Jul 5, 2013

[Movies] Rope (1948)

After watching the interesting biographical movie Hitchcock and with most of our TV shows of interest on season break, I figured it was about time that I addressed the Alfred Hitchcock gap in my film education. And since Tobie already had a rich collection of his movies on-hand the project wasn't too difficult.

And with so many movies to choose from, I can't quite explain why I ended up watching Rope as my very first Hitchcock movie. I suppose I should blame one of those quirky top 50 lists that included this movie as one with potentially LGBT subtext. And while I don't fully buy into that notion, it did remind me that this was certainly a movie that I wanted to see for completely different reasons.

What really drew me to this movie was the fact that it was shot using a series of intricately choreographed long shot sequences. That is hard to pull off with even today's movie standards, so to have a director manage it with an amazing attention for detail is just fantastic. So I definitely wanted to see how he'd pull that off here.

Synopsis: Rope is a 1948 thriller movie directed by Alfred Hitchcock. The movie was based on a play of the same name as written by Patrick Hamilton. The adaptation was handled by Hume Cronyn and Arther Laurents.

The movie starts with Brandon (John Dall) and Phillip (Farley Granger) strangling a former classmate, David (Dick Hogan). The two are known to be aesthestes and this murder was motivated primarily by intellectual curiosity and not actual ill will against the man. The goal is to prove that they are intelligent enough to execute the perfect murder. However they had also scheduled a dinner party in a few hours and thus they hide the body in an antique chest in the living room. And to push this intellectual pursuit to the limit, they end up using the chest as a serving table for the dinner itself.

And even the party appears to be part of Brandon's scheme given the nature of the guests. These include David's father (Cedric Hardwicke), David's aunt (Constance Collier), David's fiancee Janet (Joan Chandler) and Janet's ex-lover Kenneth (Douglas Dick) - also a close friend of David's. And finally there's their former college housemaster Rupert Cadell (James Stewart), who had inadvertently suggested the idea that led to this murder so many years ago. And thus the stage is set for Brandon's elaborate scheme with David's corpse in the very center of the room where the party is being held.

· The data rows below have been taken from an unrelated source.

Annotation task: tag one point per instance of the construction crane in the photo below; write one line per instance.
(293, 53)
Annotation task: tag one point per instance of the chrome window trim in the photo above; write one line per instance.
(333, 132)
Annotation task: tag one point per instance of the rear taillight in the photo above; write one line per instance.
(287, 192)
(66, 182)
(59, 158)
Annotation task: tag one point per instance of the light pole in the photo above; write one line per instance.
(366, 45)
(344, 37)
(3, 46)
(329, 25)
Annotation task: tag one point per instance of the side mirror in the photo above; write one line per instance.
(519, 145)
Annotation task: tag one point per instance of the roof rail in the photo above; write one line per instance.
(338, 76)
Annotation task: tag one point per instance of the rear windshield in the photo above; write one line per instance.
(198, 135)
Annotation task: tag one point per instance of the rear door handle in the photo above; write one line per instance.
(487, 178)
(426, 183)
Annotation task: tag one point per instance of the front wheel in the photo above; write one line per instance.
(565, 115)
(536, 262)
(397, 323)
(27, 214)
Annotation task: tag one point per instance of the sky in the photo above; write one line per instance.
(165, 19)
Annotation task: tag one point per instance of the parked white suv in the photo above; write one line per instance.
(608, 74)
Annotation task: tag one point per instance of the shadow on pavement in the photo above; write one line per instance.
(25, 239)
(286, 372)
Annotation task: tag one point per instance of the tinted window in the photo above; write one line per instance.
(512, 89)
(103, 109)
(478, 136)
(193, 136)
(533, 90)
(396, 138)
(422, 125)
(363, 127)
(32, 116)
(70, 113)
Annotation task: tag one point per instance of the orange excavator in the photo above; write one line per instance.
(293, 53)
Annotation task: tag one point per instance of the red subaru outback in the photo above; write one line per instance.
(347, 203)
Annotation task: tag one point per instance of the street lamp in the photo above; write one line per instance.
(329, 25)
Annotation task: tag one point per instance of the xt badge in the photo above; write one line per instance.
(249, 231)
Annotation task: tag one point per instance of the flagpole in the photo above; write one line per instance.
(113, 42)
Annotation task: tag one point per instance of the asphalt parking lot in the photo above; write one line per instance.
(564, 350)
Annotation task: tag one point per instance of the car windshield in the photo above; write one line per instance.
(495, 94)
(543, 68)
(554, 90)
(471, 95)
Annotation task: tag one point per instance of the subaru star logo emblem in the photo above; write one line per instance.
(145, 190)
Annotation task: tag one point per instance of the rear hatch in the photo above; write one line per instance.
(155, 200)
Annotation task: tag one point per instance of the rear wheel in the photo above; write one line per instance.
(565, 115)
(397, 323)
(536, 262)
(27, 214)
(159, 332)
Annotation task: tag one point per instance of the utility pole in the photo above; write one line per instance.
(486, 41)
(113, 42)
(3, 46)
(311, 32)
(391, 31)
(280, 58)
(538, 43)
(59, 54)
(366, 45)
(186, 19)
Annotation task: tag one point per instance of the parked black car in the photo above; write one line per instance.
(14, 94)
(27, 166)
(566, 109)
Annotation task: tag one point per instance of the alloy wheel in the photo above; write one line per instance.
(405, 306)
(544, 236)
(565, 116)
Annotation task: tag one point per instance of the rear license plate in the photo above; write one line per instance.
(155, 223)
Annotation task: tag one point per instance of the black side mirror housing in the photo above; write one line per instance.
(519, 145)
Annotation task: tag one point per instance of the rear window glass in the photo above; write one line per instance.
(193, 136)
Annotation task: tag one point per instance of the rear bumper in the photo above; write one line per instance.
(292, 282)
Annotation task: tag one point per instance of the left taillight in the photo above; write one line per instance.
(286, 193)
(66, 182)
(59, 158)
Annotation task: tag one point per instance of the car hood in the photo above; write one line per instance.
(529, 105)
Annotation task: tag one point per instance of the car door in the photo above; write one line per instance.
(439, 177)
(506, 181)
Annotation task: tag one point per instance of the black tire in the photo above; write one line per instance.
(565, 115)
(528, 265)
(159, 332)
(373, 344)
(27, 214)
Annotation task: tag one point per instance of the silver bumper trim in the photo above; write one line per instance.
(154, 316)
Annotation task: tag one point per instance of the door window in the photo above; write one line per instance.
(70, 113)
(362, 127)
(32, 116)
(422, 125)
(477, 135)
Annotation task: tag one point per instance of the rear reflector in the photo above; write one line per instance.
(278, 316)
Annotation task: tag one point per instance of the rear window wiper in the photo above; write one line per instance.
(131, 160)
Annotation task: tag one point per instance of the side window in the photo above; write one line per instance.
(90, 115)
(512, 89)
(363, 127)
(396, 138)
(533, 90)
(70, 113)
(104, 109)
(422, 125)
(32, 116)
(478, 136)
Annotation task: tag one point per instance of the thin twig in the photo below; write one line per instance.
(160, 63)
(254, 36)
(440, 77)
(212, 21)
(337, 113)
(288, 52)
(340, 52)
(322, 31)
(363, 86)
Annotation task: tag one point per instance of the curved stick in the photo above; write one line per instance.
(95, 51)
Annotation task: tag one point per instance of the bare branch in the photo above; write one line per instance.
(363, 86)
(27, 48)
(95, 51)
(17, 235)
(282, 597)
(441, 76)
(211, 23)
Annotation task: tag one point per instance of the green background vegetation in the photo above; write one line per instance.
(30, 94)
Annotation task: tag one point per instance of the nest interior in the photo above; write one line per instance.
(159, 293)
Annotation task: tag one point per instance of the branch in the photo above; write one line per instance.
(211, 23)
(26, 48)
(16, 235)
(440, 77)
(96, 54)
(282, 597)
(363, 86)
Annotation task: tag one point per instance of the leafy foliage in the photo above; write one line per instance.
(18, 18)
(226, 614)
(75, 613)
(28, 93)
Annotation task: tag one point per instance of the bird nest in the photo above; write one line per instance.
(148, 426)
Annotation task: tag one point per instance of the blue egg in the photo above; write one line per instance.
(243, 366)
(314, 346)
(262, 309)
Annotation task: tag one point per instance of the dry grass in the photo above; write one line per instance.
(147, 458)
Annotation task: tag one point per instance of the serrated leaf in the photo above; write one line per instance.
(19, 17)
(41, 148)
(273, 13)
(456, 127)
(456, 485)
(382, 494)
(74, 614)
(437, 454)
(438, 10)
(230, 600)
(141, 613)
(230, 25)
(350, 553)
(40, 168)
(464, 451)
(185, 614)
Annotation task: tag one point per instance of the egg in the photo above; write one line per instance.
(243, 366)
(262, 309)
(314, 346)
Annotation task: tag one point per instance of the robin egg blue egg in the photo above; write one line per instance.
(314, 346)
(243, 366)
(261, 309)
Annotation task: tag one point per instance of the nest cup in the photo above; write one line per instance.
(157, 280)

Now the movie is divided into ten sequences up to ten minutes in length - which in modern terms reminds me of traditional YouTube video length limits. Each sequence was shot in one continuous take with the use of the backs of various characters acting as a black screen being typically used as a transition device. It only makes sense to use a play as the basis for such a movie - plays, after all, are played out real-time all the time. The only difference is the fact that Hitchcock was still able to fully utilize the principles of film to highlight various details and such while sticking to his complicated long shot commitment.

The amount of preparation work that went into this movie staggers the mind. Through the use of a moving set and well-rehearsed blocking and direction, Hitchcock was able to move all throughout the house, feature different conversations and still drop key shots for the viewer to heighten the sense of suspense. This include various shows showing the murder weapon - the rope - passing from character to character. And of course there's the eventual effort to open the wooden chest and inadvertently reveal the grim contents inside.

Dall and Granger make for a most interesting pair of actors and their on-screen chemistry as friends really makes you believe that they had known each other for years and years. And particular credit has to be given for the complex emotions that each of them portrayed. Granger's character was increasingly nervous as the party dragged on and showed this in a variety of ways ranging from the subtle to the almost manic. And Dall's character starts off as being all cool and confident with Granger but eventually shifts dramatically once Stewart's character is introduced into the movie. Brilliant acting all around.

This movie is far more than just a gimmick or a trick. Instead it truly is a masterpiece that shows just what a visionary director Alfred Hitchcock was. This project was tremendously ambitious and he executed it nearly without flaw. I can't think of anyone executing the same level of art even with all the benefits of modern technology. This is more than just about the tools - this is about the will and vision of a single, most unique man.

Rope is certainly a great movie under any standard and I'm glad that I started off my Alfred Hitchcock adventure with this particular film. It's going to be hard to top it, but then again I know I have a long way to go in terms of exploring his various movies. I happily give this movie a full 5 uncomfortable conversations at the dinner party out of a possible 5.